Boris Cherny’s Workflow Orchestration file (maybe?!?)
With all the engagement-bait people share these days… This one on Twitter X claims to describe the workflow orchestration used by Claude Code’s creator, Boris Cherny. Not verified, just recorded for consideration.
## Workflow Orchestration
### 1. Plan Node Default
- Enter plan mode for ANY non-trivial task (3+ steps or architectural decisions)
- If something goes sideways, STOP and re-plan immediately — don't keep pushing
- Use plan mode for verification steps, not just building
- Write detailed specs upfront to reduce ambiguity
### 2. Subagent Strategy
- Use subagents liberally to keep main context window clean
- Offload research, exploration, and parallel analysis to subagents
- For complex problems, throw more compute at it via subagents
- One task per subagent for focused execution
### 3. Self-Improvement Loop
- After ANY correction from the user: update `tasks/lessons.md` with the pattern
- Write rules for yourself that prevent the same mistake
- Ruthlessly iterate on these lessons until mistake rate drops
- Review lessons at session start for relevant project
### 4. Verification Before Done
- Never mark a task complete without proving it works
- Diff behavior between main and your changes when relevant
- Ask yourself: "Would a staff engineer approve this?"

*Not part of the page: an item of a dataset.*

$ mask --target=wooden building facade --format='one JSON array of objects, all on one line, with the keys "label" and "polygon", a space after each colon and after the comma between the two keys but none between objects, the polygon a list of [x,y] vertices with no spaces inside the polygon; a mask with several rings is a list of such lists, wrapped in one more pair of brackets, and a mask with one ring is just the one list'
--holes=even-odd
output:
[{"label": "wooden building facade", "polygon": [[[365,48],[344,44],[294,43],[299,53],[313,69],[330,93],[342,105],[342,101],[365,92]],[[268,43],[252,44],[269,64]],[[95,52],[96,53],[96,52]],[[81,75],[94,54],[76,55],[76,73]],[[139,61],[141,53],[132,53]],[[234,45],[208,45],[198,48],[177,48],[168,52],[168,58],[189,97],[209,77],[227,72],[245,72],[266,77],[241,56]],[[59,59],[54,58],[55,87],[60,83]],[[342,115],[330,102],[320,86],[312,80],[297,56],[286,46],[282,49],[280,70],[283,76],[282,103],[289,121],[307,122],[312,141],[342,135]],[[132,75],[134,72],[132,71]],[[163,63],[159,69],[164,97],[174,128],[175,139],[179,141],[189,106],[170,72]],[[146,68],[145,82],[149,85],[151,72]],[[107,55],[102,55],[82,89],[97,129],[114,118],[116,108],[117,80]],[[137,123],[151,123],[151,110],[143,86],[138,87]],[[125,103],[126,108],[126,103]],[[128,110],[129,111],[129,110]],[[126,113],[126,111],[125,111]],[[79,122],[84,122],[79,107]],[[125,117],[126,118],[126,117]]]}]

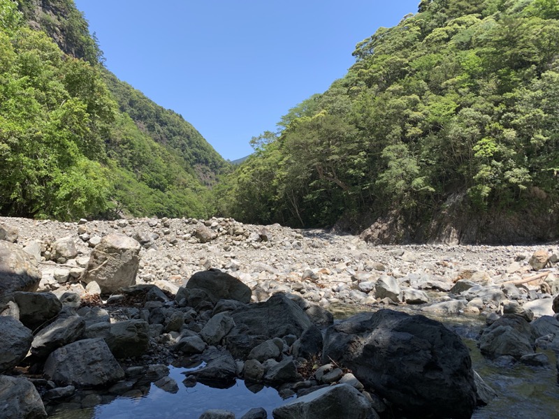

- Run tests, check logs, demonstrate correctness
### 5. Demand Elegance (Balanced)
- For non-trivial changes: pause and ask "is there a more elegant way?"
- If a fix feels hacky: "Knowing everything I know now, implement the elegant solution"
- Skip this for simple, obvious fixes — don't over-engineer
- Challenge your own work before presenting it
### 6. Autonomous Bug Fixing
- When given a bug report: just fix it. Don't ask for hand-holding
- Point at logs, errors, failing tests — then resolve them
- Zero context switching required from the user
- Go fix failing CI tests without being told how
---
## Task Management
1. **Plan First**: Write plan to `tasks/todo.md` with checkable items
2. **Verify Plan**: Check in before starting implementation
3. **Track Progress**: Mark items complete as you go
4. **Explain Changes**: High-level summary at each step
5. **Document Results**: Add review section to `tasks/todo.md`
6. **Capture Lessons**: Update `tasks/lessons.md` after corrections
---
## Core Principles
- **Simplicity First**: Make every change as simple as possible. Impact minimal code.
- **No Laziness**: Find root causes. No temporary fixes. Senior developer standards.
- **Minimal Impact**: Changes should only touch what's necessary. Avoid introducing bugs.